A threat to breach a contract that induces the victim to sign a new contract could be improper. Suppose that as part of the original purchase price, Olson agrees to make all necessary repairs and replace all failed parts for the first ninety days. At the end of one month, the transmission dies, and Jack demands a replacement. Olson refuses to repair the car unless Jack signs a contract agreeing to buy his next car from Olson. Whether this threat is improper depends on whether Jack has a reasonable alternative; if a replacement transmission is readily available and Jack has the funds to pay for it, he might have an alternative in suing Olson in small claims court for the cost. But if Jack needs the car immediately and he is impecunious, then the threat would be improper and the contract voidable. A threat to breach a contract is not necessarily improper, however. It depends on whether the new contract is fair and equitable because of unanticipated circumstances. If, for example, Olson discovers that he must purchase a replacement transmission at three times the anticipated cost, his threat to hold up work unless Jack agrees to pay for it might be reasonable.

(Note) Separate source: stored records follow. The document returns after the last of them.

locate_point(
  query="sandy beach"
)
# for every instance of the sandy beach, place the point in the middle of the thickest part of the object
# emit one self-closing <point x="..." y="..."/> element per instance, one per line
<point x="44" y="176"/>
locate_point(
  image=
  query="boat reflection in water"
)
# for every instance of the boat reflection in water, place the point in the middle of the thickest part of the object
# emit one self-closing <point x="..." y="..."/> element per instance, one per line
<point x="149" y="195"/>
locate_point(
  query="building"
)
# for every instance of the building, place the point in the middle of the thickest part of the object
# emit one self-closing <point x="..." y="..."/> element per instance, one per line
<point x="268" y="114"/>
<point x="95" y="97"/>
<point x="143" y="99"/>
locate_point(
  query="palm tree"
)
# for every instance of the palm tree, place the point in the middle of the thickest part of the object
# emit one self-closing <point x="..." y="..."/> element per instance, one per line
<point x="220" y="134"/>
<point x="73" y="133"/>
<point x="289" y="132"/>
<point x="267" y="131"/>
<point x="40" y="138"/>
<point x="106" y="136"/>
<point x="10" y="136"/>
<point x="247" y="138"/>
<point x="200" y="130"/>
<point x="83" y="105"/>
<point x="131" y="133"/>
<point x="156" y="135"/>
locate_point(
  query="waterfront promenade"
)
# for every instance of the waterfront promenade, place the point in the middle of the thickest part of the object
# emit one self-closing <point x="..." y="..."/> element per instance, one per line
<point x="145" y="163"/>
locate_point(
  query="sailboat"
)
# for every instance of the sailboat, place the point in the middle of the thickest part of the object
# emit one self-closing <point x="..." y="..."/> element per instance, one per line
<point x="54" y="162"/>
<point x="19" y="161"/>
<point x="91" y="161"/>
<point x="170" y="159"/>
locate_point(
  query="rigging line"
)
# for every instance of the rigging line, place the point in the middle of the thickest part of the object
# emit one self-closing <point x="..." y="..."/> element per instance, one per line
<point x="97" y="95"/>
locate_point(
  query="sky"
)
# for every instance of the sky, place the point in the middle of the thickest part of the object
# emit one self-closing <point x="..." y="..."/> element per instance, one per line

The Restatement of Contracts (Second) characterizes undue influence as “unfair persuasion.”Restatement (Second) of Contracts, Section 177. It is a milder form of duress than physical harm or threats. The unfairness does not lie in any misrepresentation; rather, it occurs when the victim is under the domination of the persuader or is one who, in view of the relationship between them, is warranted in believing that the persuader will act in a manner detrimental to the victim’s welfare if the victim fails to assent. It is the improper use of trust or power to deprive a person of free will and substitute instead another’s objective. Usually the fact pattern involves the victim being isolated from receiving advice except from the persuader. Falling within this rule are situations where, for example, a child takes advantage of an infirm parent, a doctor takes advantage of an ill patient, or a lawyer takes advantage of an unknowledgeable client. If there has been undue influence, the contract is voidable by the party who has been unfairly persuaded. Whether the relationship is one of domination and the persuasion is unfair is a factual question. The answer hinges on a host of variables, including “the unfairness of the resulting bargain, the unavailability of independent advice, and the susceptibility of the person persuaded.”Restatement (Second) of Contracts, Section 177(b). See Section 10.5.1 "Undue Influence", Hodge v. Shea.
A contract induced by physical duress—threat of bodily harm—is void; a contract induced by improper threats—another type of duress—is voidable. Voidable also are contracts induced by undue influence, where a weak will is overborne by a stronger one.
- What are the two types of duress?
- What are the elements necessary to support a claim of undue influence?